Member of the Grand National Assembly
- Incumbent
- Assumed office 2 June 2023
- Constituency: Ordu (2023)
- In office 23 July 2007 – 23 April 2015
- Constituency: Ordu (2007, 2011)

Personal details
- Born: 21 July 1972 (age 54) Akkuş, Ordu
- Party: Justice and Development Party
- Alma mater: University of Ankara
- Profession: Lawyer, Politician

= Mustafa Hamarat =

Turkish politician (born 1972)

Mustafa Hamarat (born 21 July 1972, in Akkuş, Ordu) is a lawyer and Turkish politician. He is the deputy secretary general of the Justice and Development Party (Turkey) and one of the six Ordu deputies at the 28th Parliament of Turkey.

==Education==

Mustafa graduated from Ankara University Faculty of Law, completed his master's degree at Kırıkkale University, Institute of Social Sciences, Department of Public Administration.

==Career==
Mustafa Hamarat started to work as a freelance lawyer in Kırıkkale University and was appointed to the Istanbul Metropolitan Municipality as a corporate lawyer.

In 2002, he was nominated as a parliamentary candidate from the AK Party for Ordu. In
2003, he took office in the Ak Party Istanbul Provincial Administration. He was also the Candidate for mayor of Ümraniye in 2004 local elections.
He was elected twice as Ordu's representative from Justice and Development Party in 2007 and 2011 Turkey general elections to become a member of the 23rd and 24th Grand National Assembly of Turkey.

In 2017, Recep Tayyip Erdoğan chose Mustafa Hamarat as the Deputy Secretary General of the Justice and Development Party (AK Party).
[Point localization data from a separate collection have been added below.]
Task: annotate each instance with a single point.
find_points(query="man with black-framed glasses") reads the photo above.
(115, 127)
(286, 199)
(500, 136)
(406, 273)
In April 2023, He was confirmed as one of AK Party's Ordu candidates for parliament for the 2023 Turkish parliamentary election. He is one of the three AK Party’s candidate that emerged as members of parliament from Ordu. Hamarat was elected to the Grand National Assembly of Turkey for Ordu in the 2023 general election, returning to parliament for the first time since his previous tenure ended in 2015. He began serving as a member of the 28th parliament on 2 June, 2023.

During the 28th parliament Hamarat has served on the Constitutional Commission and the Joint Commission of Members of the Constitutional and Justice Commissions. He was also appointed to the Parliamentary Research Commission on Problems in the Fisheries and aquaculture sector. Hamarat has represented Turkey in the Parliamentary Assembly of the Black Sea Economic Cooperation (PABSEC/KEİPA). He was included in the Turkish delegation appointed in July 2025.

In April 2025, he was elected for a two year term as chairman of KEİPA's Committee on Legal Affairs and International Cooperation. In his capacity. He chaired the committee's meetings and worked on issues including international cooperation against organized crime.

In Parliament, Hamarat has spoken on issues concerning his constituency and national policy. In July 2024, he spoke on behalf of the Justice and Development Party (AK party) during a parliamentary debate concerning Hazelnut production and agricultural support for producers in the Black Sea region.

==Personal==

Mustafa Hamarat speaks English, German and Arabic at an intermediate level, He is married and has 5 children.